Desde 2010, el salón principal del Instituto de Estudios de Género de la Universidad Nacional de Cuyo se llama Sara Rietti.
— Nos mimamos mutuamente.
En la cabecera de su cama, Sara tiene una foto de su madre, una de su padre y una del científico y secretario de Ciencia y Técnica del primer gobierno democrático en la Argentina, Manuel Sadosky.
— Si pienso en mi mamá y mi papá me puedo poner a llorar. Si pienso en Manuel también. Lo quise demasiado.
Más allá del cariño que la une a Sadosky, que falleció en 2005, Sara se define como Varsavskiana.

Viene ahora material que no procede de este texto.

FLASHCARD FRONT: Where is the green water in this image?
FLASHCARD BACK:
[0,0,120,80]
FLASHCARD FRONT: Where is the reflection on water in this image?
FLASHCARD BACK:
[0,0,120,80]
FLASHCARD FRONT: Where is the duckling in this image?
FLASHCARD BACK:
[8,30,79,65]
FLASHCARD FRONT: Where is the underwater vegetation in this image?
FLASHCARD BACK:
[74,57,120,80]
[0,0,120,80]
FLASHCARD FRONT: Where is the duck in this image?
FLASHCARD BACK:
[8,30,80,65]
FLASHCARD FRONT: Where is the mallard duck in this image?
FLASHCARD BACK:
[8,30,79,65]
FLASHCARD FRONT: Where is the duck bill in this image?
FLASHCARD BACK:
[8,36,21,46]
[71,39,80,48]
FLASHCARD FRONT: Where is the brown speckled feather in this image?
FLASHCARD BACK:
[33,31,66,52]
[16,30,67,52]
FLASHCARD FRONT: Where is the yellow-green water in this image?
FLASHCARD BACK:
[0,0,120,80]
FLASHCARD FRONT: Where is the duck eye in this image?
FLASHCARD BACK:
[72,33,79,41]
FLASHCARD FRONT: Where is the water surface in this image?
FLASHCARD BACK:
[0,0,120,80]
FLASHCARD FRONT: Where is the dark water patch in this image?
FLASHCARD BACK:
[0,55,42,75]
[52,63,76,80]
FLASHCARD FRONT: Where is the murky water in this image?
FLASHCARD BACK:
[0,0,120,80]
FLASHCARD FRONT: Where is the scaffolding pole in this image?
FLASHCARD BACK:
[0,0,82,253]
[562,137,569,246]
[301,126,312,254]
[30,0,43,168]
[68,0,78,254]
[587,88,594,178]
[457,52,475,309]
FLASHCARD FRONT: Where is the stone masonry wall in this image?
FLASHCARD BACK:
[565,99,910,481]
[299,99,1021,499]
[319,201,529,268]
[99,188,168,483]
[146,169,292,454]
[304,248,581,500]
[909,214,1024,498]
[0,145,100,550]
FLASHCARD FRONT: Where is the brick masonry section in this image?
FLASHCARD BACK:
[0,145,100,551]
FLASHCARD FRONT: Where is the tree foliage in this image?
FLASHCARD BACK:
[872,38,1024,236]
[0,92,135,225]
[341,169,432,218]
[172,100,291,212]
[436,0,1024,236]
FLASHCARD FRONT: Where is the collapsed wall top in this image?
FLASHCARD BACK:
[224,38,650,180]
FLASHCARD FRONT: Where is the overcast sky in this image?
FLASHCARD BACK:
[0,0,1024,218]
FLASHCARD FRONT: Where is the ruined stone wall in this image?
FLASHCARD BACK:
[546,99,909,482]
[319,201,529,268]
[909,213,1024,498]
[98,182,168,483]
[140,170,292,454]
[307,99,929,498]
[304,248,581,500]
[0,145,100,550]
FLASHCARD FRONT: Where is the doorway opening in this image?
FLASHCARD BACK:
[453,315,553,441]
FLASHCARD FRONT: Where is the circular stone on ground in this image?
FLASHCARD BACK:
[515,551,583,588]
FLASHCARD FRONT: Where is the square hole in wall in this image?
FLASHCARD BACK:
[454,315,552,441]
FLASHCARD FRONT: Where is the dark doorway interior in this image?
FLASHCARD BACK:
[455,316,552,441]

El doctor en química Oscar Varsavsky, es el exponente máximo del pensamiento científico latinoamericano: una corriente preocupada por pensar el desarrollo en función de las necesidades reales de cada sociedad. Siguiendo su legado, ella defiende la ciencia que no persigue los intereses de los grandes centros económicos. Como buena “anticientificista” piensa el desarrollo científico en su contexto: ciencia y política siempre van juntas.
Dos preguntas la obsesionan: ¿Ciencia para qué? ¿Ciencia para quién?
— Podemos hablar de literatura, de ciencia o feminismo, yo sigo siendo lo mismo: en cualquier área, un animal político.